Monsieur le président, madame la ministre, mes chers collègues, le groupe Les Républicains votera les crédits de cette mission, et je m’exprime ici à titre personnel.
Derrière la rigueur des chiffres du projet de budget, il y a des politiques qui résultent de choix opérés par le Gouvernement dans ce domaine éminemment régalien qu’est la justice.
Vous avez engagé une réforme importante, madame la ministre, en saisissant de votre projet de loi d’abord le Sénat. Le texte est actuellement en discussion à l’Assemblée nationale, et une commission mixte paritaire se tiendra sans doute bientôt.
Certes, la justice doit être modernisée, renforcée, ses moyens humains, immobiliers et numériques doivent être accrus, les procédures doivent évoluer, ainsi que l’organisation de la justice elle-même. Sur tous ces points, nous sommes d’accord avec vous, mais nous avons fait valoir, lors de l’examen de votre texte, un certain nombre de différences.
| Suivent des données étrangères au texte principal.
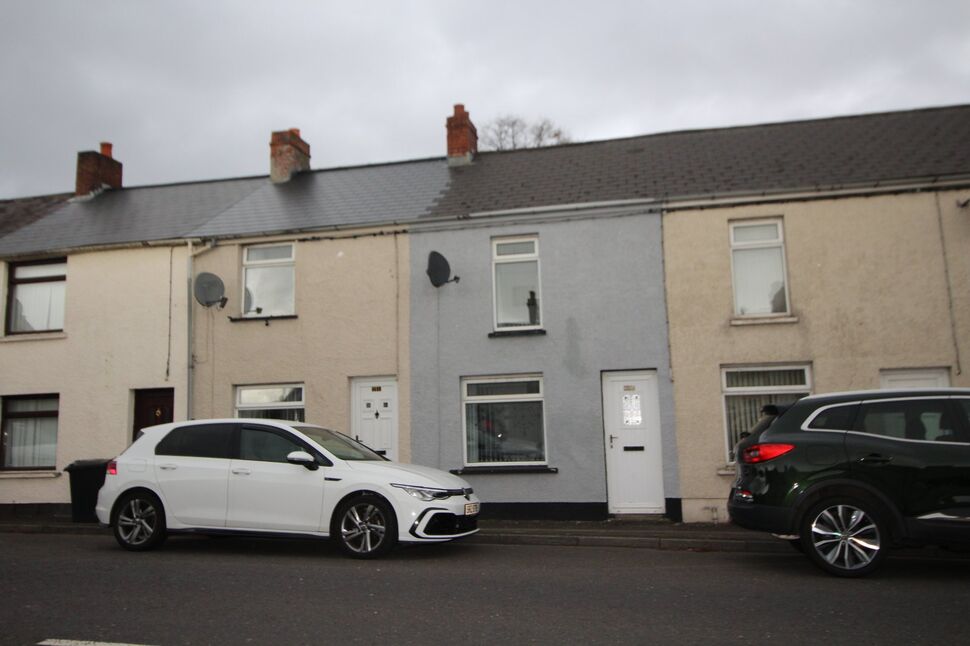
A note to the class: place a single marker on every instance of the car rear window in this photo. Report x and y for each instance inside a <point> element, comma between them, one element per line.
<point>200,441</point>
<point>835,418</point>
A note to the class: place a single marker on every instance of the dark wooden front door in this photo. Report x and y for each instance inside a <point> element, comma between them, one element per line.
<point>154,406</point>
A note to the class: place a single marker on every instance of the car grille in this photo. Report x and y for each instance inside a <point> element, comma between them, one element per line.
<point>446,524</point>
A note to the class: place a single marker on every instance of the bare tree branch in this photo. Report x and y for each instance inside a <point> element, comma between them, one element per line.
<point>511,132</point>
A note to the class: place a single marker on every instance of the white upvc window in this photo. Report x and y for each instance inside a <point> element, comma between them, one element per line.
<point>515,279</point>
<point>748,389</point>
<point>758,268</point>
<point>504,421</point>
<point>269,276</point>
<point>29,432</point>
<point>36,296</point>
<point>271,401</point>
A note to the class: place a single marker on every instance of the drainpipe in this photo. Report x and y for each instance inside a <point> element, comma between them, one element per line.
<point>190,340</point>
<point>190,318</point>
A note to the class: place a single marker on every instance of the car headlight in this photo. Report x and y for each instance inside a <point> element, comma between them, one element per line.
<point>425,494</point>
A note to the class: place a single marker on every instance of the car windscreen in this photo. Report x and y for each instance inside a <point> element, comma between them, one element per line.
<point>339,444</point>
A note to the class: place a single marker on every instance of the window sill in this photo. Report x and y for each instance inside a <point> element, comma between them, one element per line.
<point>13,475</point>
<point>502,333</point>
<point>264,319</point>
<point>764,320</point>
<point>32,336</point>
<point>510,469</point>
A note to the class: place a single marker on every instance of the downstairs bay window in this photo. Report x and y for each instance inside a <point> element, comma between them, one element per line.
<point>504,421</point>
<point>747,390</point>
<point>284,402</point>
<point>29,432</point>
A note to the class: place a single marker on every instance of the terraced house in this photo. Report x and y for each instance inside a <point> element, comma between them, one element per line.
<point>578,330</point>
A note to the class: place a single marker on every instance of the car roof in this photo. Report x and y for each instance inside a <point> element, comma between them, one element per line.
<point>892,393</point>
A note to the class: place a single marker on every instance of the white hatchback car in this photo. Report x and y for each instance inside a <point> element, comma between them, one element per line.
<point>277,478</point>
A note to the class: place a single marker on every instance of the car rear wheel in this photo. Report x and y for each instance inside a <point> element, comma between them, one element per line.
<point>365,527</point>
<point>845,536</point>
<point>140,521</point>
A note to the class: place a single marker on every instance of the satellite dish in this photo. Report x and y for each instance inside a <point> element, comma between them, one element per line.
<point>439,271</point>
<point>209,290</point>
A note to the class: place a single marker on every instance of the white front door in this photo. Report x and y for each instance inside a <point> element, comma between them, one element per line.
<point>922,378</point>
<point>634,462</point>
<point>374,420</point>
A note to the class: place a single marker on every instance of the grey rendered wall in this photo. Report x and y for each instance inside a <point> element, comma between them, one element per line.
<point>603,308</point>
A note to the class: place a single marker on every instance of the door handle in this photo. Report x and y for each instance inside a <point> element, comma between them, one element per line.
<point>874,459</point>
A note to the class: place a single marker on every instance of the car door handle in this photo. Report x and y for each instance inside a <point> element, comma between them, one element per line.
<point>874,459</point>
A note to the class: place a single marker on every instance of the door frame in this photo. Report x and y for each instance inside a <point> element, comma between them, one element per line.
<point>394,451</point>
<point>653,442</point>
<point>143,395</point>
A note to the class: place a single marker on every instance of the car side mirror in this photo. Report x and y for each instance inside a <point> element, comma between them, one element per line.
<point>304,458</point>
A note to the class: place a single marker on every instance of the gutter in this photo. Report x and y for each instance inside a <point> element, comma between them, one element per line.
<point>190,323</point>
<point>814,193</point>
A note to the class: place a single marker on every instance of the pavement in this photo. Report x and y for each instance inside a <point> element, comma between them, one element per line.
<point>648,533</point>
<point>636,532</point>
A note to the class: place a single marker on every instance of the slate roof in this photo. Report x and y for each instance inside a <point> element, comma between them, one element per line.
<point>18,213</point>
<point>342,197</point>
<point>128,215</point>
<point>868,150</point>
<point>821,153</point>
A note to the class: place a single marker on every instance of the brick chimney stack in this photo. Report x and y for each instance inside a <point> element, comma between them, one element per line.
<point>462,137</point>
<point>288,155</point>
<point>97,170</point>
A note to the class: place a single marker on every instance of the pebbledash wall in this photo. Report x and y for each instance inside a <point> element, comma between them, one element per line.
<point>123,331</point>
<point>351,320</point>
<point>603,310</point>
<point>876,283</point>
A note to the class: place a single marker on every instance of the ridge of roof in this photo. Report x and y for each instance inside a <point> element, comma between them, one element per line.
<point>713,129</point>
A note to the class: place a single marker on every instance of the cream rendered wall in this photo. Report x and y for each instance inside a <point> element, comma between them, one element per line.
<point>867,284</point>
<point>117,338</point>
<point>352,321</point>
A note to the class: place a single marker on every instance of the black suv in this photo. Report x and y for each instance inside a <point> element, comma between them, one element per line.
<point>844,476</point>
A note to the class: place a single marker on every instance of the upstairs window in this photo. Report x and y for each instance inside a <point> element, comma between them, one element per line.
<point>36,296</point>
<point>268,278</point>
<point>283,402</point>
<point>515,276</point>
<point>758,265</point>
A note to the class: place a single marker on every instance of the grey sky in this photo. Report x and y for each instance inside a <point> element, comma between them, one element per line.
<point>190,90</point>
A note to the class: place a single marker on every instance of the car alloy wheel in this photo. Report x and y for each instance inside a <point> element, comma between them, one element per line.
<point>844,537</point>
<point>140,521</point>
<point>367,528</point>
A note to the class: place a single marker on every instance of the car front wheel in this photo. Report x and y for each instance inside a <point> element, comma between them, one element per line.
<point>140,521</point>
<point>845,536</point>
<point>365,527</point>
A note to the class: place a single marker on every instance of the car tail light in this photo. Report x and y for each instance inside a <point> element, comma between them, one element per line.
<point>763,452</point>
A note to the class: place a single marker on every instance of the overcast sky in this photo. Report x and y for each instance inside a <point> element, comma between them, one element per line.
<point>190,90</point>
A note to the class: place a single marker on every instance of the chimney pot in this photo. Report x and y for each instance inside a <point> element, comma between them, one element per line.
<point>288,155</point>
<point>97,170</point>
<point>462,137</point>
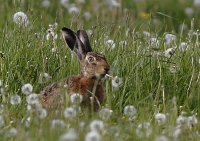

Nous avons en particulier souhaité défendre des valeurs d’équilibre de la justice et des procédures, notamment en matière pénale : je pense à la présence d’un avocat dans les procédures d’instruction ou au maintien du juge à portée du justiciable, par exemple.
Or nous constatons aujourd’hui, au terme de l’examen de votre projet de loi par l’Assemblée nationale, que tout ce qui avait été proposé par le Sénat a été purement et simplement supprimé.
Incontestablement, nous ne partageons pas le même point de vue sur l’organisation de notre justice. Ce qu’a dit Jean-Pierre Sueur est juste, les propos tenus par Sophie Joissains sont frappés au coin du bon sens. Vous augmentez les crédits, madame la ministre ; c’est très bien, mais pour quoi faire ? C’est sur la réponse à cette question que nous divergeons.
En matière pénitentiaire, par exemple, nous avons besoin de nouvelles places de prison, non parce qu’il faut privilégier l’incarcération, mais simplement pour résoudre le problème de la surpopulation carcérale.
En même temps – puisque c’est l’expression consacrée de cette mandature –, il faut mener des politiques de développement des peines alternatives à la prison. Nous sommes d’accord avec cette approche, mais, si vous ne réglez pas d’abord le problème des places de prison et de l’accueil des personnes condamnées dans les maisons d’arrêt, on ne parviendra jamais à une solution équilibrée.
Avec Yves Détraigne, je suis corapporteur pour la commission des lois du projet de loi de programmation et de réforme pour la justice. Je trouverais quelque peu exotique d’émettre aujourd’hui un avis favorable sur votre projet de budget, alors que je suis personnellement en désaccord avec la manière dont les apports du Sénat ont été balayés à l’Assemblée nationale. Certes, la navette n’est pas terminée, mais les derniers événements sont de mauvais augure, à tout le moins sur les sujets qui me semblent importants pour notre justice.
À titre personnel, je ne voterai donc pas les crédits de la mission « Justice », nonobstant leur augmentation, pour des raisons tenant au fond de la politique menée en matière de justice.